I can also be followed on Twitter at @XEYeti, where I occasionally say something vaguely clever. If that’s your sort of thing.

Top Ten Albums of 2012

As the end of the year draws nigh, I, like so many other self-important know-it-alls, stoop to bequeath you, the audience, with my illuminating and elucidating best-of list for the year 2012. First, the also-rans.

Honorable Mentions

1. The Gaslight Anthem, Handwritten: Back when I first reviewed the album, I wasn’t all that impressed with it, and that hasn’t really changed. Not bad, but not up to the level of expectations I had after the one-two punch of The 59 Sound and American Slang.

2. Calexico, Algeria: A good album, but it didn’t really do much to grab my attention or work in a vein outside of what this band’s been doing for awhile now.

3. Neil Young & Crazy Horse, Psychedelic Pill: It’s classic-sounding Neil Young & Crazy Horse.
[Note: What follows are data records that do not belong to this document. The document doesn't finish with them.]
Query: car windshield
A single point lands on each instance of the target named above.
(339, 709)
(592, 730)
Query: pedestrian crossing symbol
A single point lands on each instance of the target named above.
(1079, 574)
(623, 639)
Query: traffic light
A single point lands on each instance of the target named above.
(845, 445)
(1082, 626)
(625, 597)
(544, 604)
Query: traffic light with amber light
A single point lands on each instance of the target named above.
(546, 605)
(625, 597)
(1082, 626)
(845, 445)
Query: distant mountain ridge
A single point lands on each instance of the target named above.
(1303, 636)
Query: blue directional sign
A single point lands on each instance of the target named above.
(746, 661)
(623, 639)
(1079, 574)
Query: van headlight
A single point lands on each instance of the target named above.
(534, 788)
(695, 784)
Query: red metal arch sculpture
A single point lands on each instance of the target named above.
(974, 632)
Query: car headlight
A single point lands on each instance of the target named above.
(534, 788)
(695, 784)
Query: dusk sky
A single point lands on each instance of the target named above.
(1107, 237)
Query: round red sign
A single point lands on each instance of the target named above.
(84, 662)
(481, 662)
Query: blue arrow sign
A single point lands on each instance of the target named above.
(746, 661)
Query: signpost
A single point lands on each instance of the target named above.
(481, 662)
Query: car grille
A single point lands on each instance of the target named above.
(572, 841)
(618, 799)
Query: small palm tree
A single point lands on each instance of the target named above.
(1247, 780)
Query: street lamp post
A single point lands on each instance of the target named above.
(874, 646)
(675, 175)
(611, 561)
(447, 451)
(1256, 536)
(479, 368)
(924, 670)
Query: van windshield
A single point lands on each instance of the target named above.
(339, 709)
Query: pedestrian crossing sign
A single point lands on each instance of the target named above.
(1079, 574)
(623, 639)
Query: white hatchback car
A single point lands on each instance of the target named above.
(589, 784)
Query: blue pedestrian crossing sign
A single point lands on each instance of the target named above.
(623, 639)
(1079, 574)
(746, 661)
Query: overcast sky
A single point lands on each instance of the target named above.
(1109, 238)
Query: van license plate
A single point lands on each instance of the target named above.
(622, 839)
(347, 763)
If that’s something you don’t feel you have enough of in your life, it’ll definitely fill that hole, but it doesn’t do anything we haven’t heard from these guys over the past about 40 years.

4. JD McPherson, Signs and Signifiers: Okie musician doing ’50s rockabilly/R&B/swing. Good stuff, even if it feels a little too pastiche-y.

5. Divine Fits, A Thing Called Divine Fits: Britt Daniel could’ve just done another Spoon album. No one would’ve been able to tell the difference.

And now, on to the main event!

10. The Avett Brothers, The Carpenter: A much stronger effort than their previous, I and Love and You, with better songs and fewer fussy details. There don’t seem to be as many harmonies, though, which I find sad, and this particular record still fall short of their best effort (Emotionalism, for those keeping score at home).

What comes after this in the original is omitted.